The crux on the second pitch is definitely easier for taller people. I lead this route with no difficulty (I'm 6'0"), but my partner on a recent trip (5'3") really struggled, and she leads at a higher grade than I do. As with any roof-ish crux, the key is getting your feet high, but to do that, you must stem wide, and I find myself doing pretty acrobatic splits at this crux.
By Cody Munger From: Carson City, NV Jun 2, 2005 rating: 5.7
That pipe at the bottom is really leaky. Got my shoes and rope all wet before I even started. [Definitely] get geared up in the flat area to the left below the descent gully.

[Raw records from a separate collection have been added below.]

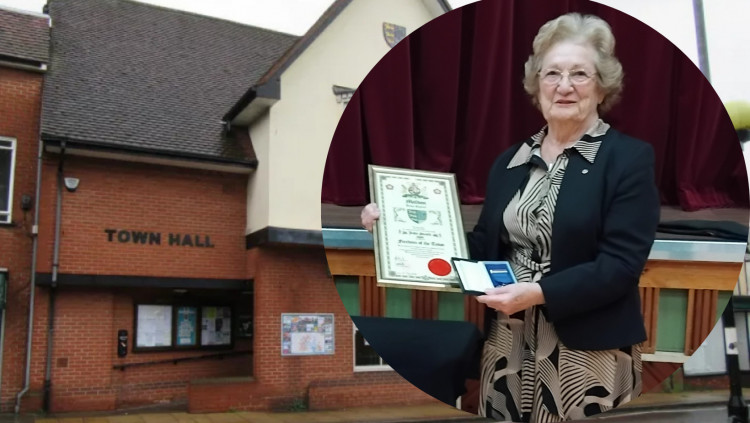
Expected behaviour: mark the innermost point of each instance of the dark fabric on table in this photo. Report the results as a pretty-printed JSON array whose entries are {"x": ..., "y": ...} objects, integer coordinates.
[
  {"x": 436, "y": 356},
  {"x": 731, "y": 231},
  {"x": 449, "y": 98}
]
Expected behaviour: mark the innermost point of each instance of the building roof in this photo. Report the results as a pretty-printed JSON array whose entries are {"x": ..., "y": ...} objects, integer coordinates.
[
  {"x": 274, "y": 72},
  {"x": 136, "y": 77},
  {"x": 24, "y": 36}
]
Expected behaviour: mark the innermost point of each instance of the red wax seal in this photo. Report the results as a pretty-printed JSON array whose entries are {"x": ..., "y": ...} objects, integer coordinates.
[{"x": 439, "y": 267}]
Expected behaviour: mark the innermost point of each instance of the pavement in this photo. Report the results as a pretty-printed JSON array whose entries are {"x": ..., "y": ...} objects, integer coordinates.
[{"x": 436, "y": 412}]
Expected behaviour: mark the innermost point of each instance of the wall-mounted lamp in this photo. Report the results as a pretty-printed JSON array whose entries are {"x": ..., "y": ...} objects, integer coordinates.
[
  {"x": 71, "y": 184},
  {"x": 343, "y": 94},
  {"x": 26, "y": 202}
]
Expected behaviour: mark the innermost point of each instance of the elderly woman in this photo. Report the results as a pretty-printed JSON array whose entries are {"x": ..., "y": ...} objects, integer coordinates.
[{"x": 574, "y": 209}]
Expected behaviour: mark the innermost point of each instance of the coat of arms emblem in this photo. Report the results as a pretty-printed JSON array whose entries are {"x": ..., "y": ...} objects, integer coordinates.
[{"x": 393, "y": 33}]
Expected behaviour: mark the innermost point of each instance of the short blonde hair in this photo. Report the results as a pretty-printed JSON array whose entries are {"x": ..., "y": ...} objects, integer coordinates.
[{"x": 587, "y": 30}]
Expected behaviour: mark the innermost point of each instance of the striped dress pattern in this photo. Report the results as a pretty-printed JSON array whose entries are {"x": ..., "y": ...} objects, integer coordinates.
[{"x": 527, "y": 374}]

Also, I got my rope caught on a [piece] of cable hanging out of the pipe when pulling the rope up at the top of the second pitch. This led to me free soloing to the top, walking down, unsnagging the rope at the bottom, climbing back to the top, down climbing back to my anchor, and continuing the climb. Is there a better way to handle this situation or avoid it all together? I need a giant hook to stack my rope when I pull it up or something. Maybe a number 6 Camalot would do the trick..
That being said, I really like taking the cave back to the packs. Even when it's full of water. The down climb in the gully seemed a bit scary, almost rappel worthy (or did I miss the rap anchor as well?)
I felt the crux of the first pitch was less secure and more dangerous than the roof crux on the second pitch. Wide stemming on the roof keeps this climb feeling like 5.7. I'd give it 2.5 stars, but I rounded up.-s
That profound stem on the second pitch, as demonstrated by the photo of Phil Broscovak, is a little rough if you are around 5'6" or so. There are a few decent face holds off to the left that can help the height-challenged climber shimmy up this section.
A wise partner once told me, as I was contemplating the crux on the first pitch of Cozyhang, that "in order to climb hard, tricky shit, I must first master the easier, tricky shit". I'm always reminded of that when I lead this route.
Fun route. I am 6' even, and found the crux to be full of secure stems that made placing pro easy. It is easy to protect the crux with as much pro as you feel like putting in. Definitely able to do the route in one pitch with one 60 m rope.
Hopped on Standard Route today. It was quite windy but had some sunshine, too. The crux sure seemed like 5.8 or 8+ to me today...maybe it's just getting back into the swing of things after long winters nap?! Snow is all melted off at the water pipe thanks to the warm weather.
By Matt Richardson Administrator From: Fort Collins, CO Apr 28, 2007
It sounds as if Matt Chan did what I did today - that is did the first pitch of Standard Route and then linked this up with the second pitch of Monster Woman. I don't know if it merits it, but I have put this route up as Standard Variation as I am sure that many people have done what both Matt and I have done. It is a nice line, but more consistently 5.8.
We forgot to bring the nut tool today, and I couldn't clean a #7 BD stopper from a horizontal crack on P2. It'll probably come out pretty easy with a tool. Fun climb.